You are viewing a plain text version of this content. The canonical link for it is here.
Posted to solr-user@lucene.apache.org by Ryan Wilson <rp...@gmail.com> on 2018/10/25 21:58:10 UTC

Fuzzy search expansion problem on 6.6.3

Hello all,

I am running a solr 6.6.3 3-shard cloud with one main collection that
contains 587,371,821 rows of data. One of the fields in this collection is
names. We are currently running into an issue with fuzzy searches on name
where it seems unable to get all possible values for a number of different
names even when only querying for 1 change (~1).

I've technically asked this question in the distant past and the answer I
received at the time was to modify org.apache.lucene.search.FuzzySearch to
have a larger defaultMaxExpansions value. For disclosure we also set
defaultTranspositions to false as the customers did not like query results
they were getting with it on. For a time this worked. However, within the
last 6 months or so we've started seeing signs of this issue cropping up
again.

The two things that have changed since the original email is that we've
migrated from 4.7.1 to 6.6.3 and we almost doubled the number of records in
the index. With the hope that the old solution would still work, I've
tweaked defaultMaxExpansions as high as 10240 with the requisite change to
maxBooleanClauses to match and it seems to have had no effect. So much so
that I am suspicious that the change is having no effect whatsoever.

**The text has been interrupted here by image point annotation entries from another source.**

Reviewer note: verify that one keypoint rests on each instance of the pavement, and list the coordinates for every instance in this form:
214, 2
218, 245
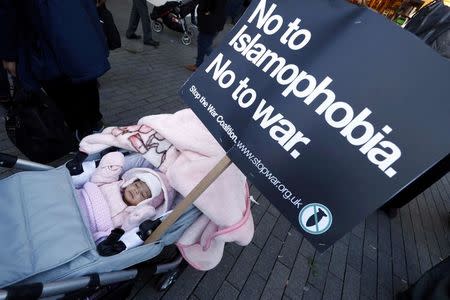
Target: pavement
377, 259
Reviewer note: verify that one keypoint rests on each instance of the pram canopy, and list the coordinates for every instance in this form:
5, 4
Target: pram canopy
43, 235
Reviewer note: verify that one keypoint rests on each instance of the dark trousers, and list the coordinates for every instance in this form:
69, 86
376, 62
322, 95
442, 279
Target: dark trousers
204, 46
4, 83
79, 102
139, 11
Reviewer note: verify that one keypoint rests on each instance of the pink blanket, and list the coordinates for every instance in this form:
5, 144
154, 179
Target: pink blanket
181, 146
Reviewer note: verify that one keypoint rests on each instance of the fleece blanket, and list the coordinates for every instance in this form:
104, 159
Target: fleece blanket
181, 147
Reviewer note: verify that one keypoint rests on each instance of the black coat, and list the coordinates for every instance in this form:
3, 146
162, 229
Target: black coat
50, 39
211, 15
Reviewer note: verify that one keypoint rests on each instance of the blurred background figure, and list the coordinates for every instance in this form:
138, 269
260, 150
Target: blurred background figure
63, 58
139, 11
432, 25
211, 17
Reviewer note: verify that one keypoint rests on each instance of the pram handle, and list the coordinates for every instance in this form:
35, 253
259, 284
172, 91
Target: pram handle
11, 161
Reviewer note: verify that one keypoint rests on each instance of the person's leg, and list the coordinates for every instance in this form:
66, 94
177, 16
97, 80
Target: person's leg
79, 103
4, 85
86, 109
204, 46
61, 92
141, 6
134, 22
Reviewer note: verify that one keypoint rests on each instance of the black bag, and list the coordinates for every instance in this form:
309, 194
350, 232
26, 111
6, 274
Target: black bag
37, 127
109, 28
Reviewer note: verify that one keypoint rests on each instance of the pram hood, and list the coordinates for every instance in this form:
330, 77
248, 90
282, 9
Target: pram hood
41, 225
43, 235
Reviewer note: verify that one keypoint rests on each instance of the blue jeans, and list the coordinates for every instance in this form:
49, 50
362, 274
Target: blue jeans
204, 46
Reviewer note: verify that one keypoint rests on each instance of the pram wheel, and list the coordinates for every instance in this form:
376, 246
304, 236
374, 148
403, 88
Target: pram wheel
168, 279
157, 26
186, 39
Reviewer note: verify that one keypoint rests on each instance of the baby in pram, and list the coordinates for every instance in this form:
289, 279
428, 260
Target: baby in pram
110, 202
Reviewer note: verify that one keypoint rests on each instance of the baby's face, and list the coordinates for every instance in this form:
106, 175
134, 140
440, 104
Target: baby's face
136, 192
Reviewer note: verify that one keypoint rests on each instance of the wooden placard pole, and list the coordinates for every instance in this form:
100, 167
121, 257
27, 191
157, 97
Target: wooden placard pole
218, 169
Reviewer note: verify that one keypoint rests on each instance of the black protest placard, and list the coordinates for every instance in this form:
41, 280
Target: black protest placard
328, 108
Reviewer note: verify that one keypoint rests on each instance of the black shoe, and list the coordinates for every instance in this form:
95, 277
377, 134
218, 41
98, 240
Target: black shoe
133, 36
151, 43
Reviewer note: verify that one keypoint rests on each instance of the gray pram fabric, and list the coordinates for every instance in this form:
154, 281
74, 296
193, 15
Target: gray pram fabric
43, 236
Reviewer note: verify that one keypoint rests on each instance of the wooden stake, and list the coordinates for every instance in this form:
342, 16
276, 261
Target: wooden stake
218, 169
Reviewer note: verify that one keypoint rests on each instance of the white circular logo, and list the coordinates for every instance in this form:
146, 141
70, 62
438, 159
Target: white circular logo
315, 218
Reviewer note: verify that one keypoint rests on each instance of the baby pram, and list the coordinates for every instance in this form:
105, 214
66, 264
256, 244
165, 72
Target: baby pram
173, 15
46, 248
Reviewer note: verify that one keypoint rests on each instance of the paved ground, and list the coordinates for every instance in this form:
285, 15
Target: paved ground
380, 257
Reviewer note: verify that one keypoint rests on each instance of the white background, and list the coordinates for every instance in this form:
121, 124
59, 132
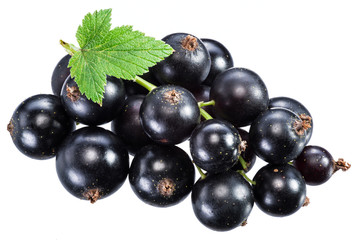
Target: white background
308, 50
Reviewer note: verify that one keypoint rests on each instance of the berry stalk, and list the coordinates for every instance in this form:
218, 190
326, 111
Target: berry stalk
242, 173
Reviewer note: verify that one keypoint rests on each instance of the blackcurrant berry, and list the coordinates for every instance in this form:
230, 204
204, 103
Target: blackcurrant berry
221, 59
222, 201
161, 176
248, 154
169, 114
280, 190
132, 88
215, 145
39, 125
296, 107
317, 165
278, 135
188, 66
92, 163
240, 96
202, 94
127, 125
60, 73
87, 112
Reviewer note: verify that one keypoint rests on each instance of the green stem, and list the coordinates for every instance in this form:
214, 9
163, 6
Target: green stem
142, 82
242, 162
70, 48
202, 174
246, 177
209, 103
205, 114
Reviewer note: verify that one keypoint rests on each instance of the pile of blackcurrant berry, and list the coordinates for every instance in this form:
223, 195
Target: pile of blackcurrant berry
196, 94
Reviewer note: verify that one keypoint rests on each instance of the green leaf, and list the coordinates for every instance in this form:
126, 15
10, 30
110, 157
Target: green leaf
120, 52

I am
in the process of setting up a much more focused testing environment for
just names, but figured I'd send this out to get some initial advice or
suggestions on what I might have missed or should investigate.

I've reviewed patch notes for versions before and after 6.6.3 to check for
breaking changes from 4.7.1 or fixes in future versions and haven't seen
anything.

Thanks,
Ryan Wilson